Negative Linear Compressibility in [NH3NH2]Co(HCOO)3 and Its Structural Origin Revealed from First Principles.

First-principles density functional theory computations are used to predict negative linear compressibility in hybrid organic-inorganic perovskite [NH2NH3][Co(HCOO)3]. Negative linear compressibility is a rare exotic response of a material to pressure associated with expansion along one or two lateral directions. Detailed structural analysis revealed that [NH2NH3][Co(HCOO)3]  responds to pressure through tilting of its relatively rigid units, CoO6 polyhedra, and (HCOO)-1 ligand chain. The (HCOO)-1 units form a "wine-rack" geometry which is well described with the "strut-hinge" model.

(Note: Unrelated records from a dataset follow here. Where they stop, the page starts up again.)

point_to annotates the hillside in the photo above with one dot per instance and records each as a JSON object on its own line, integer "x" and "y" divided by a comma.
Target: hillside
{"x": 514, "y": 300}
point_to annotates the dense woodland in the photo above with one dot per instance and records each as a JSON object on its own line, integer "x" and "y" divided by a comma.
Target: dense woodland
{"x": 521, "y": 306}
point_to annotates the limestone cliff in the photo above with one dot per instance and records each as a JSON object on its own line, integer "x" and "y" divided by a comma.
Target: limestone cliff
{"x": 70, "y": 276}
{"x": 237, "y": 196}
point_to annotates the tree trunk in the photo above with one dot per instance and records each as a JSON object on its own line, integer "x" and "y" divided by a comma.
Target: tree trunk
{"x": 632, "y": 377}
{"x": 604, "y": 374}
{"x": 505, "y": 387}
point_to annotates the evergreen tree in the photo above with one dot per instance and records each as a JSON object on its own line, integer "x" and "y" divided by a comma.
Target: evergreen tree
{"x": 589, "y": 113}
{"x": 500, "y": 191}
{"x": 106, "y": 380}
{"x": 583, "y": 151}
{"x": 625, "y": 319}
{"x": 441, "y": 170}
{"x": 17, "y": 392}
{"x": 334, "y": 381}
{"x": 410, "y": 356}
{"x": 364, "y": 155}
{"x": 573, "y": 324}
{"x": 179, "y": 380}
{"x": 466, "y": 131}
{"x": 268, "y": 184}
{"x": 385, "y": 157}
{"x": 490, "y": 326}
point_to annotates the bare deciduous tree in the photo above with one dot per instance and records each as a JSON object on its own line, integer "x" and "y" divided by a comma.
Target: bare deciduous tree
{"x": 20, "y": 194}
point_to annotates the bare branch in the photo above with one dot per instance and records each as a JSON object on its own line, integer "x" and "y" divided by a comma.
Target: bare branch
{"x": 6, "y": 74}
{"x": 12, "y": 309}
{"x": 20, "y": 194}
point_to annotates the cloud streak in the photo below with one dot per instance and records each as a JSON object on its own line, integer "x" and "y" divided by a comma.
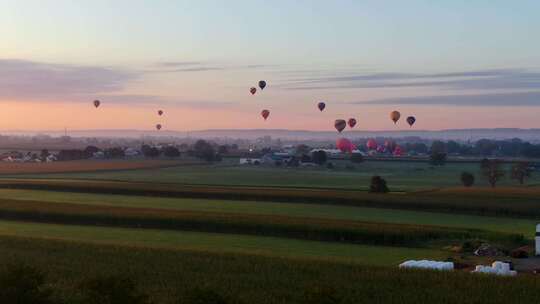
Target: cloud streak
{"x": 20, "y": 79}
{"x": 509, "y": 79}
{"x": 530, "y": 99}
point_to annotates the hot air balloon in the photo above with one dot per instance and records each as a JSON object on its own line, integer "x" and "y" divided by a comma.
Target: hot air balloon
{"x": 398, "y": 151}
{"x": 411, "y": 120}
{"x": 340, "y": 125}
{"x": 345, "y": 145}
{"x": 371, "y": 144}
{"x": 395, "y": 115}
{"x": 265, "y": 114}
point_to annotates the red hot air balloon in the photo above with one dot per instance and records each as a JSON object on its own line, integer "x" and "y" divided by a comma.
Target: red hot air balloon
{"x": 265, "y": 114}
{"x": 395, "y": 115}
{"x": 352, "y": 122}
{"x": 340, "y": 125}
{"x": 345, "y": 145}
{"x": 371, "y": 144}
{"x": 411, "y": 120}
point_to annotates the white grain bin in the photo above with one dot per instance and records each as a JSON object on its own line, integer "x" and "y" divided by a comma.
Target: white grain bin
{"x": 537, "y": 239}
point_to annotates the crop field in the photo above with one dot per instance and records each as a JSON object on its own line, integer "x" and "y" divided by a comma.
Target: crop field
{"x": 7, "y": 168}
{"x": 166, "y": 274}
{"x": 268, "y": 235}
{"x": 401, "y": 176}
{"x": 302, "y": 210}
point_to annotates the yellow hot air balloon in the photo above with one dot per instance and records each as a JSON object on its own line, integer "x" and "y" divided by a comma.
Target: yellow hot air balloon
{"x": 395, "y": 115}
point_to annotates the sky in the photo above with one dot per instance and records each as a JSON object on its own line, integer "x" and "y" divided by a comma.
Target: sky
{"x": 451, "y": 64}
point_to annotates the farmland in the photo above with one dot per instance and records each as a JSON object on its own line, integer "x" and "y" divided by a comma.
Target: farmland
{"x": 401, "y": 176}
{"x": 262, "y": 230}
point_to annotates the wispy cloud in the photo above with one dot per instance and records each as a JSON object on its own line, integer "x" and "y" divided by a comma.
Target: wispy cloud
{"x": 20, "y": 79}
{"x": 493, "y": 100}
{"x": 466, "y": 80}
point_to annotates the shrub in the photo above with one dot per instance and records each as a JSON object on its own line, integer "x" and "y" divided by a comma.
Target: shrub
{"x": 467, "y": 179}
{"x": 321, "y": 295}
{"x": 204, "y": 296}
{"x": 111, "y": 290}
{"x": 378, "y": 185}
{"x": 21, "y": 284}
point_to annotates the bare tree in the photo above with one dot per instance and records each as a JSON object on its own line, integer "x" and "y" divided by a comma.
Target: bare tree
{"x": 492, "y": 170}
{"x": 521, "y": 171}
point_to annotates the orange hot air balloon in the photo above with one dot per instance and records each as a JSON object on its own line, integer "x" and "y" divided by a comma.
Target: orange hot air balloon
{"x": 411, "y": 120}
{"x": 395, "y": 115}
{"x": 340, "y": 125}
{"x": 345, "y": 145}
{"x": 265, "y": 114}
{"x": 352, "y": 122}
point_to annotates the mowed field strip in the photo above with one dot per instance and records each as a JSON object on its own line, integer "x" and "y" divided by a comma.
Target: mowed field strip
{"x": 219, "y": 243}
{"x": 393, "y": 216}
{"x": 401, "y": 175}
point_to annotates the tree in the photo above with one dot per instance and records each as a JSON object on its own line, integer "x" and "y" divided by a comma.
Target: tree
{"x": 492, "y": 171}
{"x": 301, "y": 150}
{"x": 112, "y": 289}
{"x": 319, "y": 157}
{"x": 467, "y": 179}
{"x": 171, "y": 151}
{"x": 357, "y": 158}
{"x": 378, "y": 185}
{"x": 44, "y": 154}
{"x": 520, "y": 171}
{"x": 91, "y": 150}
{"x": 22, "y": 283}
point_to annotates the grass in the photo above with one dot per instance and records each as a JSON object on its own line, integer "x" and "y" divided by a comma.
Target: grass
{"x": 392, "y": 216}
{"x": 219, "y": 243}
{"x": 166, "y": 273}
{"x": 401, "y": 176}
{"x": 87, "y": 166}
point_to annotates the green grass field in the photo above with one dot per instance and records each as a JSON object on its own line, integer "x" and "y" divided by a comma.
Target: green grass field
{"x": 219, "y": 243}
{"x": 393, "y": 216}
{"x": 401, "y": 176}
{"x": 266, "y": 235}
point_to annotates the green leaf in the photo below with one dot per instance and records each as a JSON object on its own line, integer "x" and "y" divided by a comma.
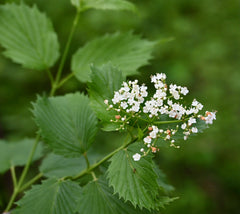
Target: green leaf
{"x": 28, "y": 36}
{"x": 51, "y": 197}
{"x": 67, "y": 123}
{"x": 99, "y": 194}
{"x": 108, "y": 5}
{"x": 134, "y": 181}
{"x": 165, "y": 187}
{"x": 126, "y": 51}
{"x": 58, "y": 166}
{"x": 17, "y": 153}
{"x": 111, "y": 78}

Within the model, the struts are formed by the rigid units, while hinges are their relatively flexible interconnects. Under pressure, the hinge angle increases which leads to the expansion along the direction subtended by the angle. Interestingly, at zero pressure the linear compressibilities in [NH2NH3][Co(HCOO)3]  are all positive. As pressure increases, the lowest linear compressibility value turns negative and increases in magnitude. Comparison with the literature suggests that such a trend is likely to be common to this family of materials. Mechanical properties of [NH2NH3][Co(HCOO)3]  are highly anisotropic.